Le représentant de Middle-Temple (Peard) proposa aussitôt l’impression de la remontrance[21]. Hyde et Colepeper s’y opposèrent avec véhémence, sous prétexte que la chambre des communes ne pouvait rien faire imprimer sans le concours de la chambre des lords. Hyde ajoutant qu’il demandait d’avance à protester, Pym répondit avec beaucoup de calme à ce singulier argument. Puis Denzil Hollis reprit la parole avec moins de mesure. Le débat s’animant alors, plusieurs voix s’élevèrent pour se joindre à la protestation, entre autres celle de Palmer. On demanda, que les noms des protestans fussent recueillis. Palmer maintint le droit de protestation, qui était contesté à la minorité. Il demanda que le clerc des communes prît immédiatement les noms de tous ceux qui entendaient, à quelque prochaine séance, faire statuer sur ce droit : Tous ! tous ! crièrent tumultueusement les membres du parti royaliste. Et Palmer, emporté par la chaleur de la discussion, déclara protester « en son nom et au nom de ses collègues. »

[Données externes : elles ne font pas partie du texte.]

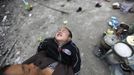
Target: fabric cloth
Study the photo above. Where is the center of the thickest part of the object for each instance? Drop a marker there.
(42, 62)
(67, 56)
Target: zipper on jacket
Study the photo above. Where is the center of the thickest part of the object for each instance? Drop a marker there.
(59, 50)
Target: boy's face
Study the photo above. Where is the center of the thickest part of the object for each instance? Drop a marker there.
(62, 34)
(20, 69)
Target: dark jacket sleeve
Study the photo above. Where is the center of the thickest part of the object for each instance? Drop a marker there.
(76, 60)
(42, 46)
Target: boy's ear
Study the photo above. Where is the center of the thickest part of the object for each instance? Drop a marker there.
(69, 38)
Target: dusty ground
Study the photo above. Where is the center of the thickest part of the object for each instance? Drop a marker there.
(87, 26)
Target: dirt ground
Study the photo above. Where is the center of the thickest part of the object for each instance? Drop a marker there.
(42, 22)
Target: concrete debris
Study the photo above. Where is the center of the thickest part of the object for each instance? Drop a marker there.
(79, 9)
(4, 18)
(116, 5)
(125, 7)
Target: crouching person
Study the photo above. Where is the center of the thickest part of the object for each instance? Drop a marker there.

À peine l’exclamation collective était-elle partie des rangs de la minorité, que sur tous les bancs passa un frémissement orageux ; au son lugubre de l’horloge qui tintait la première heure du jour, les champions apaisés se ranimèrent. Du regard, de la voix, du geste, ils se menaçaient et se défiaient. « Les uns, dit un des narrateurs de cette scène nocturne, agitaient leurs chapeaux au-dessus de leurs têtes ; d’autres, sans les tirer encore du fourreau, enlevaient leurs épées de leurs ceinturons et les tenaient par la poignée, la pointe à terre. Si Dieu ne nous fût venu en aide, il eût pu s’ensuivre de grands malheurs. »

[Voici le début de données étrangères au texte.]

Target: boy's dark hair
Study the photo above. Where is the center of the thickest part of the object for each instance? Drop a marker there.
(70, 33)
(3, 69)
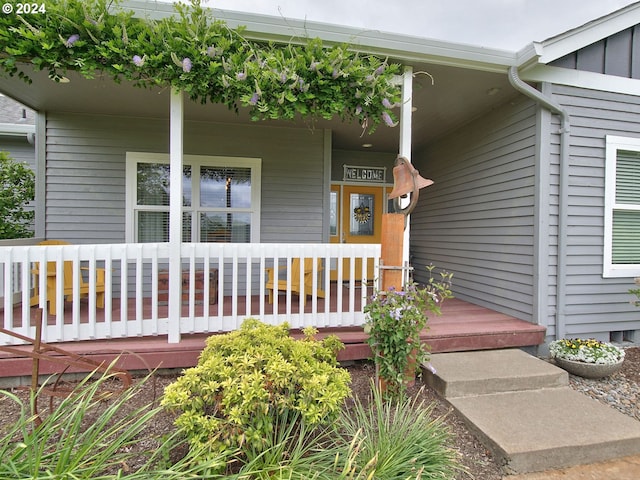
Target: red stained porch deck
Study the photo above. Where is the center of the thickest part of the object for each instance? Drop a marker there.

Hampden heureusement n’avait rien perdu ni de sa calme attitude, ni de l’autorité qu’elle lui donnait. « D’où vient, demanda-t-il à Palmer, que vous protestez autrement que pour vous seul ? Comment savez-vous ce qui se passe dans la conscience d’autrui ? » Palmer avait donné prise sur lui par sa précipitation imprudente. Il fut réduit à s’excuser, et pendant qu’il s’excusait, la chambre s’apaisait. Alors, par un accord réciproque, il fut entendu qu’on laisserait indécise la question relative à l’impression du document. « A l’impression et à la publication, se hâta d’ajouter Hyde. — Nullement, répliqua Pym ; à l’impression seule, qui n’aura lieu qu’avec le consentement spécial de la chambre. » On alla aux voix une fois encore. Pym l’emporta. La publication demeura permise ; l’impression seule fut ajournée.

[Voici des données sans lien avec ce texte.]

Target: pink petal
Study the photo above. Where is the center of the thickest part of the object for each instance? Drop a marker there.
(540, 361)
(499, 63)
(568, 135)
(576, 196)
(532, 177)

En sortant de Saint-Stephen à deux heures de la nuit, Cromwell et Falkland se retrouvèrent côte à côte. Le premier, novice en ces débats, et que Hyde qualifie quelque part de « tempétueux jeune homme, » était calme, Recueilli, presque abattu. Le sentiment du triomphe obtenu était moins vif en lui que celui du péril évité. « Si vous l’eussiez emporté, dit-il à Falkland, moi et bien des honnêtes gens de ma connaissance, nous aurions vendu dès ce matin même tout ce que nous possédons ici, et jamais l’Angleterre ne nous eût revus. »


IV

La protestation de Palmer impliquait une doctrine fatale. Pour être quelque chose, une chambre doit être indivisible à partir du moment où ses débats sont clos, sa décision prise. Celle des communes s’était toujours proclamée telle. Elle ne devait avoir, c’était sa théorie constante, qu’une seule volonté, un pouvoir unique : elle exerçait des droits qui sont incompatibles avec l’individualité de ses membres. Dans une crise pareille, s’isoler d’elle, l’affaiblir par d’éclatantes manifestations, c’était trahir le pays. Les chefs de l’opposition comprirent toute la gravité de l’incident, et, malgré l’obstinée résistance des royalistes, tirèrent ample satisfaction de l’avocat malavisé qui avait voulu scinder l’assemblée. Le 26 novembre 1641, Palmer comparut à la barre des communes, où le speaker lui notifia le vote de ses collègues qui l’envoyait à la Tour « pour tout le temps que les communes jugeraient convenable, » et il n’en sortit que le 8 décembre suivant, après une rétractation des plus complètes.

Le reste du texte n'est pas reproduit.